Re: SunBlade 100 will not boot from HDD (6.8 and newer)

2021-11-18 Thread Ted Bullock
On 2021-11-15 2:41 p.m., Ted Bullock wrote:
> On 2021-11-15 2:21 p.m., Theo de Raadt wrote:
>> I do want fchmod for random reuse on most sparc64 machines.  But if
>> OFW "write"
>> support isn't working on some machines, we should nop it out.  Luckily
>> this is
>> in MD code.
> 
> It's probably reasonable for any version older than OpenBoot 4.17.1
> should get this treatment (This is the most recent ofw for the blade
> 100/150)
> 

I've had some difficulty trying to figure out how the OFW actually is
programmed, specifically how to query the PROM version.
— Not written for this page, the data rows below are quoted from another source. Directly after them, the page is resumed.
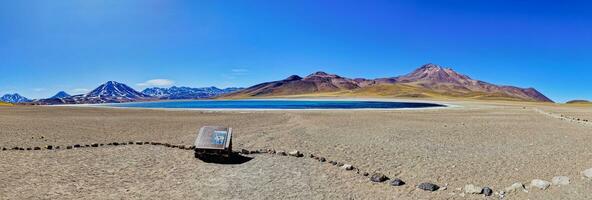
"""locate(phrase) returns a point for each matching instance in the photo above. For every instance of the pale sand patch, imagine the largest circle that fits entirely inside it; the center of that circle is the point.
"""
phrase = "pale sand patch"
(486, 144)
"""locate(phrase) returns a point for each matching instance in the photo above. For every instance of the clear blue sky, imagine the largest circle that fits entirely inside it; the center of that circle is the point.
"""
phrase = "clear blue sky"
(47, 46)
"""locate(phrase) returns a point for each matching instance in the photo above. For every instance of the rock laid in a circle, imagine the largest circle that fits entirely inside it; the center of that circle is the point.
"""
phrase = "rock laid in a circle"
(472, 189)
(295, 153)
(560, 180)
(587, 173)
(347, 167)
(397, 182)
(487, 191)
(428, 187)
(515, 187)
(540, 184)
(281, 153)
(378, 177)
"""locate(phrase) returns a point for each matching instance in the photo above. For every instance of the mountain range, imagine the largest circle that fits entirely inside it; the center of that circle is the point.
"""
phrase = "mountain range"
(186, 92)
(115, 92)
(427, 81)
(14, 98)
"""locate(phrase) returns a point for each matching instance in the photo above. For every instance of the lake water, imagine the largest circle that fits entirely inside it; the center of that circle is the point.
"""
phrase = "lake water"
(275, 104)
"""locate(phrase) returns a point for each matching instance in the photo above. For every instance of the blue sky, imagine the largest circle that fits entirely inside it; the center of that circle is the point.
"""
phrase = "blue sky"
(47, 46)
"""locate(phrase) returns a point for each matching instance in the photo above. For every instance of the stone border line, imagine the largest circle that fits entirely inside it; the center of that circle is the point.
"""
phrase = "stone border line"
(375, 177)
(564, 117)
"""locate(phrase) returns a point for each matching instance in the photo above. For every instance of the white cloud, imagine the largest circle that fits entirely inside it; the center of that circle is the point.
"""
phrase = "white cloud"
(239, 70)
(80, 90)
(156, 83)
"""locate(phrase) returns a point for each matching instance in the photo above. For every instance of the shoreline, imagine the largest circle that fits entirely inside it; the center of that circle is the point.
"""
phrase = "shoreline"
(442, 105)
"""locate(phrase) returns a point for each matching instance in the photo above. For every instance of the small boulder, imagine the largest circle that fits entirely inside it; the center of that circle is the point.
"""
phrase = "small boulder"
(295, 153)
(428, 187)
(560, 180)
(515, 187)
(587, 173)
(281, 153)
(378, 177)
(347, 167)
(472, 189)
(397, 182)
(540, 184)
(487, 191)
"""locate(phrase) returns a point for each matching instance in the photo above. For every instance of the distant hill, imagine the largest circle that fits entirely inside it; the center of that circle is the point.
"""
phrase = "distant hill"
(186, 92)
(60, 95)
(109, 92)
(579, 102)
(429, 80)
(14, 98)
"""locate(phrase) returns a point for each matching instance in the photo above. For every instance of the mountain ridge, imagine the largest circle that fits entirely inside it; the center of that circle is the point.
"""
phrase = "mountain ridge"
(425, 81)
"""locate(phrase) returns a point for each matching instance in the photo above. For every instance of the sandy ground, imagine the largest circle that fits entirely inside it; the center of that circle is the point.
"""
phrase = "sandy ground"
(486, 144)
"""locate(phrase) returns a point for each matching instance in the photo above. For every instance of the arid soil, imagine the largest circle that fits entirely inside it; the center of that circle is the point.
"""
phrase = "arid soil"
(485, 144)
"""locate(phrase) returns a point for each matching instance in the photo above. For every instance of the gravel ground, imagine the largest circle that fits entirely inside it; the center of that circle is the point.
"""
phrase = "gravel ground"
(485, 144)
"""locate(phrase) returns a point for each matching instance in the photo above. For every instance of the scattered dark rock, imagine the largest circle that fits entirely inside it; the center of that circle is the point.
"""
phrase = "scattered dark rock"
(397, 182)
(295, 153)
(378, 177)
(428, 187)
(244, 151)
(487, 191)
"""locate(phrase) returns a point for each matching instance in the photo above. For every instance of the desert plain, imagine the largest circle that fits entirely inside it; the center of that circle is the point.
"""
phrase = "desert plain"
(484, 143)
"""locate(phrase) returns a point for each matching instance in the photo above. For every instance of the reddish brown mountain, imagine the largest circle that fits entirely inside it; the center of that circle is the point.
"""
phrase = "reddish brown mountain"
(429, 80)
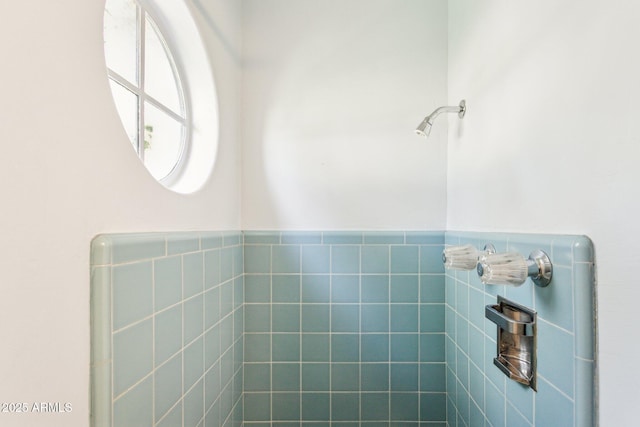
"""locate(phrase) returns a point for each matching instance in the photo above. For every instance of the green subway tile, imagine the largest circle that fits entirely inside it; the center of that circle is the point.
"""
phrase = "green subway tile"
(257, 406)
(193, 318)
(286, 347)
(226, 264)
(167, 276)
(238, 260)
(554, 303)
(404, 407)
(375, 347)
(285, 288)
(172, 418)
(135, 247)
(552, 407)
(375, 407)
(404, 318)
(212, 345)
(345, 288)
(433, 407)
(285, 317)
(257, 347)
(433, 377)
(583, 294)
(432, 318)
(315, 317)
(212, 385)
(257, 259)
(374, 376)
(285, 259)
(345, 377)
(432, 288)
(257, 288)
(285, 407)
(132, 293)
(346, 407)
(315, 259)
(432, 347)
(404, 259)
(555, 366)
(194, 405)
(180, 243)
(168, 385)
(404, 377)
(431, 259)
(375, 288)
(286, 377)
(345, 259)
(404, 288)
(193, 363)
(192, 274)
(211, 307)
(135, 408)
(168, 333)
(226, 333)
(374, 259)
(132, 355)
(315, 347)
(315, 407)
(375, 317)
(345, 318)
(257, 318)
(315, 376)
(404, 347)
(257, 377)
(211, 268)
(315, 289)
(345, 348)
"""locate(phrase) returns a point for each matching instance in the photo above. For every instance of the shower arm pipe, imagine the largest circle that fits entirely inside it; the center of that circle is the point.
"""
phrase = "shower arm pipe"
(424, 128)
(460, 109)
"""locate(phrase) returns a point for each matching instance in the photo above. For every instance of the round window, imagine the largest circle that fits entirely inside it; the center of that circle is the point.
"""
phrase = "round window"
(148, 84)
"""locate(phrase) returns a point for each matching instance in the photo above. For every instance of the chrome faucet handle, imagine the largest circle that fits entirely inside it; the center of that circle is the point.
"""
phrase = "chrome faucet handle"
(511, 268)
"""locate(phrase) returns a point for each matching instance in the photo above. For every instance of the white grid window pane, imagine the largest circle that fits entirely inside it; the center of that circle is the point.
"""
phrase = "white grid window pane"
(163, 142)
(127, 106)
(160, 80)
(120, 38)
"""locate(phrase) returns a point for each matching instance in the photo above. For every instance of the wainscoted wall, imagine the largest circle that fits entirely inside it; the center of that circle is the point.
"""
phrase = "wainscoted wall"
(477, 392)
(344, 328)
(289, 328)
(167, 322)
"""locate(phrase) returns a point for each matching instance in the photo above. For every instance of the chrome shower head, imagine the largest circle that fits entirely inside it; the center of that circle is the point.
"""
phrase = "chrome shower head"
(424, 128)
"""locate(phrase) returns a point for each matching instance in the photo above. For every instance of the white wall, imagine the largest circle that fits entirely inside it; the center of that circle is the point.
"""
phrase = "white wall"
(68, 173)
(332, 91)
(551, 144)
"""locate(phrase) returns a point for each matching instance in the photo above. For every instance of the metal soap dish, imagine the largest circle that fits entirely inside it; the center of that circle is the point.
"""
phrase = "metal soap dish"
(516, 340)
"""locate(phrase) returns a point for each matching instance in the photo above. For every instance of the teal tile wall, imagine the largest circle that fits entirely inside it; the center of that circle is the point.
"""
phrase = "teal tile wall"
(167, 322)
(477, 392)
(328, 328)
(344, 328)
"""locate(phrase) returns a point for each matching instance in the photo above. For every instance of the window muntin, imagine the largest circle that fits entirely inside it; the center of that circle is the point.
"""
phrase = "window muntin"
(143, 73)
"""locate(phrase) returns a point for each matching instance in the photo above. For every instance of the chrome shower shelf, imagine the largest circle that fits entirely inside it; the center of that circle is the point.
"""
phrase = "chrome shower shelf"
(516, 341)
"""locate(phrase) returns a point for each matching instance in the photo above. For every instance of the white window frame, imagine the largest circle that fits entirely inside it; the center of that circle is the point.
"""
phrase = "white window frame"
(144, 11)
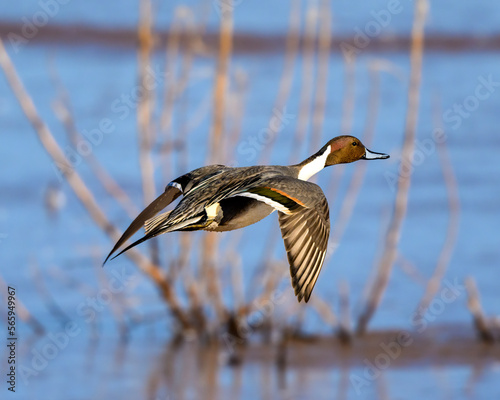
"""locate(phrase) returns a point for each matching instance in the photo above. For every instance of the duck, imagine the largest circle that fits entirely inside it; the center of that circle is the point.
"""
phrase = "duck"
(219, 198)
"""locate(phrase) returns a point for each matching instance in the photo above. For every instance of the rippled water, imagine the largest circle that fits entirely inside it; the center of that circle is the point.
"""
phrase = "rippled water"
(67, 251)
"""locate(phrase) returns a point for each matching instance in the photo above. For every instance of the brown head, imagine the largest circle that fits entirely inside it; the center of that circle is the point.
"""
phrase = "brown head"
(347, 149)
(339, 150)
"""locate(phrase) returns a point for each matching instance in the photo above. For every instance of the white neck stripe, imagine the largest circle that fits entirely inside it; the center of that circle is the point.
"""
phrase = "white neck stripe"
(314, 166)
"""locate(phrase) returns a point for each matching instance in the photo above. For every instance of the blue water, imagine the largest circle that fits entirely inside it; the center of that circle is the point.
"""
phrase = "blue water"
(65, 253)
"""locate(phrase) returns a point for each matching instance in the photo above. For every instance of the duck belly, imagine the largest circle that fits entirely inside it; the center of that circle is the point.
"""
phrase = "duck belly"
(238, 212)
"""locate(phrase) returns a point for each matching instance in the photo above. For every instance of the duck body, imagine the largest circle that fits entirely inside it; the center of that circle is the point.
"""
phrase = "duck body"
(220, 198)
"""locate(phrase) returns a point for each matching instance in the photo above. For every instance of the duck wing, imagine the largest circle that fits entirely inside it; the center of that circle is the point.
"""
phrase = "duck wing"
(305, 226)
(172, 191)
(154, 225)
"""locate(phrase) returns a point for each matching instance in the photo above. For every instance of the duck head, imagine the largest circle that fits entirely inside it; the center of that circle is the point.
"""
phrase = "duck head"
(339, 150)
(347, 149)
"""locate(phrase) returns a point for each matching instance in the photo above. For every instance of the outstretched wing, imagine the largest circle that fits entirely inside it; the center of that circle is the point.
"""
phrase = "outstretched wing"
(305, 226)
(305, 234)
(172, 191)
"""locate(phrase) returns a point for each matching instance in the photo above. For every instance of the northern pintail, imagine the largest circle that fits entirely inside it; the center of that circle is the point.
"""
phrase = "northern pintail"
(220, 198)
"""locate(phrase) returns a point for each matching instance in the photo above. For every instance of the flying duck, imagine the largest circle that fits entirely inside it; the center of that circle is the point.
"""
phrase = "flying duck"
(220, 198)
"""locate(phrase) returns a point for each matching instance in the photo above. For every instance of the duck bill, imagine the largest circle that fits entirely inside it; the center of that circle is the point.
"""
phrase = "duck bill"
(371, 155)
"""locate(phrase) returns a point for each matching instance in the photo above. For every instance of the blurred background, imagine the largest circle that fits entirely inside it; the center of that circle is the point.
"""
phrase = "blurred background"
(103, 103)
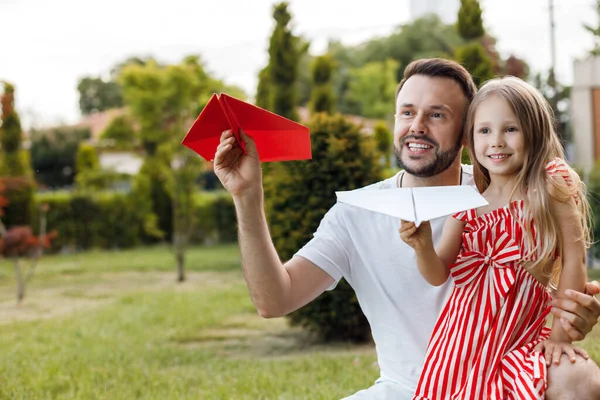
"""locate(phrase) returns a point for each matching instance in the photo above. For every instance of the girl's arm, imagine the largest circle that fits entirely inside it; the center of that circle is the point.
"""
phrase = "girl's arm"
(434, 265)
(573, 275)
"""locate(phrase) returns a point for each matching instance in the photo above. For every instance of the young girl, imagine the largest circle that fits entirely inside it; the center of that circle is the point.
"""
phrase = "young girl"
(490, 341)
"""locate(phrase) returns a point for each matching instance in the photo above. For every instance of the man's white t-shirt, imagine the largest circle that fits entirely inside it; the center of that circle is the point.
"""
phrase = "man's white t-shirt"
(364, 247)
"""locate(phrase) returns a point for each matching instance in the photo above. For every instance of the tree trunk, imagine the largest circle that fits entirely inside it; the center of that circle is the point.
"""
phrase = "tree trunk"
(20, 282)
(180, 265)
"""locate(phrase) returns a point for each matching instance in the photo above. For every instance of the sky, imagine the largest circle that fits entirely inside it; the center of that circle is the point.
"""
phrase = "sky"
(48, 46)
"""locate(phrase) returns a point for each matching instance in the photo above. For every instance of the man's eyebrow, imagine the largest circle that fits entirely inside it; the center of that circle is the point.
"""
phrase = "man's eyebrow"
(433, 107)
(442, 107)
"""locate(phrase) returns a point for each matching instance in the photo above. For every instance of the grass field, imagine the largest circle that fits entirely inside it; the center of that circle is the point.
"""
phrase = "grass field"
(115, 325)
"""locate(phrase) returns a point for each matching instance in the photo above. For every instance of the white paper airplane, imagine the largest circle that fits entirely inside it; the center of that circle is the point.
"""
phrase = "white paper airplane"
(415, 204)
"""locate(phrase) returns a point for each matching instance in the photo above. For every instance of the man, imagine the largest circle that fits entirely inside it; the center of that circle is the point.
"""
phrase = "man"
(364, 247)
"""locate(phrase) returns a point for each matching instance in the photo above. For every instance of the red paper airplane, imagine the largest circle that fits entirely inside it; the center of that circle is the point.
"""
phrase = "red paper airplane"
(277, 138)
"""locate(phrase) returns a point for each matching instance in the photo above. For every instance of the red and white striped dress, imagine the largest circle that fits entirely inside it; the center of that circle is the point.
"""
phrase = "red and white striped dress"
(481, 345)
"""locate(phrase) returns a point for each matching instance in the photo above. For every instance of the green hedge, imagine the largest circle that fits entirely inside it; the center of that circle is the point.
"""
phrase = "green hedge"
(112, 220)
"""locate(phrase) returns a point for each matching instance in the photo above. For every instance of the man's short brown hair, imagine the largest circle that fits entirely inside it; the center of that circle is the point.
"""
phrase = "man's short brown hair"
(441, 68)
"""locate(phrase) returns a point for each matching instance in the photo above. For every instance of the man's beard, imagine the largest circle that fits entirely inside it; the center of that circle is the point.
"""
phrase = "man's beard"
(443, 159)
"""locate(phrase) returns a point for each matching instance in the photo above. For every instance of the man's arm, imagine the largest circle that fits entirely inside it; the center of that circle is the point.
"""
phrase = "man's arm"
(578, 312)
(274, 288)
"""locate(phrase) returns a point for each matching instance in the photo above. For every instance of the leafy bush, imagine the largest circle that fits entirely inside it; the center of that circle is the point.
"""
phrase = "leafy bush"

Anyway, I've included a patch with how I think to work around the broken
prom? Does this approach work? Obviously it needs the logic to check for
the prom version and I do see some whitespace issues too.

Index: arch/sparc64/stand/ofwboot/ofdev.c
===
RCS file: /cvs/src/sys/arch/sparc64/stand/ofwboot/ofdev.c,v
retrieving revision 1.31
diff -u -p -u -p -r1.31 ofdev.c
--- arch/sparc64/stand/ofwboot/ofdev.c  9 Dec 2020 18:10:19 -   1.31
+++ arch/sparc64/stand/ofwboot/ofdev.c  19 Nov 2021 01:07:40 -
@@ -666,6 +666,17 @@ devopen(struct open_file *of, const char
ofdev.handle = handle;
ofdev.type = OFDEV_DISK;
ofdev.bsize = DEV_BSIZE;
+   
+   /*
+* Older OpenBoot PROMS seem to have bugged writing code
+* At least OpenBoot Version Equal or Older to 4.17.1
+* How do you ask OFW this?
+*/
+   if (1) {
+   printf("devopen: Flagging %s with F_NOWRITE\n", fname);
+   of->f_flags |= F_NOWRITE;
+   }
+
if (!strcmp(buf, "block")) {
error = load_disklabel(, );
if (error && error != ERDLAB)
Index: lib/libsa/fchmod.c
===
RCS file: /cvs/src/sys/lib/libsa/fchmod.c,v
retrieving revision 1.1
diff -u -p -u -p -r1.1 fchmod.c
--- lib/libsa/fchmod.c  3 Aug 2019 15:22:17 -   1.1
+++ lib/libsa/fchmod.c  19 Nov 2021 01:07:48 -
@@ -53,6 +53,12 @@ fchmod(int fd, mode_t m)
errno = EOPNOTSUPP;
return (-1);
}
+   /* writing is broken or unsupported */
+   if (f->f_flags & F_NOWRITE) {
+   errno = EOPNOTSUPP;
+   printf("Awooga Don't Write\n");
+   return (-1);
+   }
 
errno = (f->f_ops->fchmod)(f, m);
return (0);
Index: lib/libsa/stand.h
===
RCS file: /cvs/src/sys/lib/libsa/stand.h,v
retrieving revision 1.71
diff -u -p -u -p -r1.71 stand.h
--- lib/libsa/stand.h   24 Oct 2021 17:49:19 -  1.71
+++ lib/libsa/stand.h   19 Nov 2021 01:07:48 -
@@ -111,6 +111,7 @@ extern struct open_file files[];
 #defineF_WRITE 0x0002  /* file opened for writing */
 #defineF_RAW   0x0004  /* raw device open - no file system */
 #define F_NODEV0x0008  /* network open - no device */
+#define F_NOWRITE  0x0010  /* bootblock writing is broken or unsupported */
 
 #define isupper(c) ((c) >= 'A' && (c) <= 'Z')
 #define islower(c) ((c) >= 'a' && (c) <= 'z')


-- 
Ted Bullock 



Re: SunBlade 100 will not boot from HDD (6.8 and newer)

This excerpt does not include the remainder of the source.